Silvia Pieraccini, Il Sole 24 Ore 6/12/2013, 6 dicembre 2013
PRATO, ANCHE CORRUZIONE E FALSO
Si arricchisce di un nuovo tassello il mosaico di illegalità economica e criminalità organizzata che il distretto cinese dell’abbigliamento low cost di Prato ha costruito in 20 anni di vita, e che ne è allo stesso tempo causa ed effetto. Ieri alla costellazione di reati che tiene in piedi quest’unicum produttivo e lavorativo che vale due miliardi di euro (per il 50% realizzati in nero) – dal contrabbando di tessuti provenienti dalla Cina allo sfruttamento della manodopera clandestina, dall’evasione fiscale e contributiva fino al riciclaggio di denaro via money transfer – si sono aggiunti la corruzione e il falso. Ed è emerso il sistema di "favori" che ha permesso ad almeno 350 immigrati cinesi, arrivati da poco in Italia col visto turistico, di ottenere una falsa residenza e dunque una falsa carta d’identità utile per aprire un’azienda, avere un contratto di lavoro, comprare un’auto o richiedere un mutuo. «La residenza in Italia è fondamentale per poter esistere», hanno spiegato Polizia municipale e Guardia di Finanza di Prato, che hanno condotto l’indagine coordinata dalla Procura.
Otto gli arrestati (quattro italiani e quattro cinesi), almeno il doppio gli indagati per associazione a delinquere, corruzione e falso: tra gli arrestati c’è una funzionaria dell’ufficio anagrafe del Comune che evadeva le domande di residenza presentate da una "socia d’affari" (una ex dipendente comunale aiutata dai figli, promotrice e capo dell’associazione), evitando di attivare i controlli della polizia municipale sulla dimora e di far firmare al momento i documenti (visto che i richiedenti non erano presenti). L’indirizzo di residenza assegnato ai cinesi-fantasma era scelto spesso tra quelli di famiglie ignare, col risultato che a volte allo stesso indirizzo sono risultate residenti decine di persone.
A raccogliere e convogliare le richieste degli immigrati cinesi, che pagavano tangenti da 800 a 1.500 euro per ciascun certificato di residenza, c’erano sette connazionali in contatto con la promotrice-capo del business delle false residenze, alla quale versavano una percentuale. In otto mesi il sistema ha fruttato tra i 180mila e i 450mila euro di guadagni illeciti. Il cerchio sull’organizzazione si è chiuso ieri mattina con 300 vigili e finanzieri che hanno eseguito gli arresti, notificato divieti di dimora e effettuato anche decine di perquisizioni nei confronti dei falsi residenti cinesi che sono stati rintracciati, recuperando somme di denaro. Resta senza spiegazione come gli immigrati cinesi potessero disporre del permesso di soggiorno da presentare all’anagrafe di Prato per la richiesta di residenza.

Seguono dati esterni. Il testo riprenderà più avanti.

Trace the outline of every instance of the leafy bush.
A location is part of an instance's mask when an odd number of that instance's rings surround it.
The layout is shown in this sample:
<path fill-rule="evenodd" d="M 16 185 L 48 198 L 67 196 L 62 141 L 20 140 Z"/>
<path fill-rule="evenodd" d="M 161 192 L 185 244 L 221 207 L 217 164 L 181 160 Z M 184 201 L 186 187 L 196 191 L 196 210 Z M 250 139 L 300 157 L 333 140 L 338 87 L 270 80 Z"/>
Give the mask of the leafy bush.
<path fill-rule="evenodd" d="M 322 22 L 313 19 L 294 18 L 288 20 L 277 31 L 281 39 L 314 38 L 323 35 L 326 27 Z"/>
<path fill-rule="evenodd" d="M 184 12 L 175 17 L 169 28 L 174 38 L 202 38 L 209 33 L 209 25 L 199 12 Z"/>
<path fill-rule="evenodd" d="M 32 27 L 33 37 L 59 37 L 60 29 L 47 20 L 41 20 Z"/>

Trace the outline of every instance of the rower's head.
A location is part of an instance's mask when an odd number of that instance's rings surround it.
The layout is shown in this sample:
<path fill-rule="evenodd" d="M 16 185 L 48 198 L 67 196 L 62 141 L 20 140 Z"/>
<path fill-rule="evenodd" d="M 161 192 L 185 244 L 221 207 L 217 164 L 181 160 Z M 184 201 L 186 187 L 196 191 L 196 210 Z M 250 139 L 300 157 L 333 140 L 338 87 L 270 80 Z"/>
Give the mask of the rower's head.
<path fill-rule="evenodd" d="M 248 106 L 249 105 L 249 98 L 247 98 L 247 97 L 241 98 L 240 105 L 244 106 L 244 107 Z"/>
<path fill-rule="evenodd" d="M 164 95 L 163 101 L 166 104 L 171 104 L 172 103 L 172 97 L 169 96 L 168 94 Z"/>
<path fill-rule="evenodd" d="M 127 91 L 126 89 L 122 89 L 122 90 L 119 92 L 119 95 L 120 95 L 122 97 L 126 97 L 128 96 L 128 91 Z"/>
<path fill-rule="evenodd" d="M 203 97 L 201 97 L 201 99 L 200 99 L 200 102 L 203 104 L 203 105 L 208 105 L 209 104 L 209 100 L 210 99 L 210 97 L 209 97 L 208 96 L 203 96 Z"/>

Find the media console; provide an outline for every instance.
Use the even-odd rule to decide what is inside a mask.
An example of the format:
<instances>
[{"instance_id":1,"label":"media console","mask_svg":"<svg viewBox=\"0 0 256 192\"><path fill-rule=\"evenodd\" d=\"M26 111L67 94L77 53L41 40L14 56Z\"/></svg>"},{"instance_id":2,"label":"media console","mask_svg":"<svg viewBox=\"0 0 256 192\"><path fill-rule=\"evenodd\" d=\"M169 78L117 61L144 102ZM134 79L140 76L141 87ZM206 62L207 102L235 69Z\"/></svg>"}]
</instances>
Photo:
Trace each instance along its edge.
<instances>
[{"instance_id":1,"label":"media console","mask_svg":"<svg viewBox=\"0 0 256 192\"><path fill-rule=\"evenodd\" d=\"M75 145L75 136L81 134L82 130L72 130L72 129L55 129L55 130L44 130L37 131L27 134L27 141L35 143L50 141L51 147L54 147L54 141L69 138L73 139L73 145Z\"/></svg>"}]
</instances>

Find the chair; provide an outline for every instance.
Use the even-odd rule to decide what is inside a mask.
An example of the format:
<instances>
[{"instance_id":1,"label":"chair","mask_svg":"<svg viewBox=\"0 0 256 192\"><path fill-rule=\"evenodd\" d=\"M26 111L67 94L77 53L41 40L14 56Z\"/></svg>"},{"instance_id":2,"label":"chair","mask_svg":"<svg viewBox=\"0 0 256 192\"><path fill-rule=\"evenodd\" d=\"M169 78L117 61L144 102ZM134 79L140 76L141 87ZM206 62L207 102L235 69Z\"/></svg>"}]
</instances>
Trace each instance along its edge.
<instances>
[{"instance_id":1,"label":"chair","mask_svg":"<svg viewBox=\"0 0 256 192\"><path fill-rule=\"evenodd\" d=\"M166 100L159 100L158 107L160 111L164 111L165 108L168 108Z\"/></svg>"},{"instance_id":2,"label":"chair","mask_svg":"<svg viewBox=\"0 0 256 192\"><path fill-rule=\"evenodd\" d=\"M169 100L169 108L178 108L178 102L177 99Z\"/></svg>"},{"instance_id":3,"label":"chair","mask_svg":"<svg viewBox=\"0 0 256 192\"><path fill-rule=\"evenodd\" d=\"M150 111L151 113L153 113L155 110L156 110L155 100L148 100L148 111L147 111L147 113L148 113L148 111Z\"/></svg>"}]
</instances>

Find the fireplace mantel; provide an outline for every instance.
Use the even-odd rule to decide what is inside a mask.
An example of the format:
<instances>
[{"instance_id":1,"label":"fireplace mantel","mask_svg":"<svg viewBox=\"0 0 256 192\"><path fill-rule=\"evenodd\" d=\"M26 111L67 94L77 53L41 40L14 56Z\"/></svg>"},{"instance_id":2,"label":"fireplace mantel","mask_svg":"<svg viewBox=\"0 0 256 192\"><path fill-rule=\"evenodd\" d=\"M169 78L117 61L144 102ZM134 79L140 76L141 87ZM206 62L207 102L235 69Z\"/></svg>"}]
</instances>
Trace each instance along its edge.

«Questa è solo una tappa della strategia di medio-lungo termine per riportare il rispetto delle regole nel distretto cinese di Prato», hanno affermato il procuratore Piero Tony, i comandanti regionale e provinciale della Guardia di Finanza, Giuseppe Vicanolo e Gino Reolon, e il comandante della Polizia municipale, Andrea Pasquinelli. E Filctem-Cgil ha già annunciato che si costituirà parte civile nel futuro processo sui falsi residenti cinesi, spiegando che «l’illegalità va perseguita senza sosta né tentennamenti di sorta».
Il clima a Prato sembra dunque cambiato, dopo l’incendio nel capannone-dormitorio che domenica scorsa ha ucciso sette operai cinesi, e dopo l’impegno al rispetto delle regole assunto dal console cinese di Firenze, Wang Xinxia (si veda Il Sole 24 Ore di ieri, ndr), nel consiglio comunale straordinario indetto mercoledì in occasione del lutto cittadino. Sul fronte delle indagini sull’incendio, la procura ha ipotizzato che la lista degli indagati (quattro, tutti cinesi) possa ora allungarsi, mentre i funerali delle sette "vittime sul lavoro" slittano a dopo l’autopsia. Intanto il sindaco Roberto Cenni ha convocato per la prossima settimana un consiglio comunale dedicato alla messa a punto, con il contributo delle categorie economiche e sociali, le misure di contrasto all’illegalità cinese da proporre a Roma.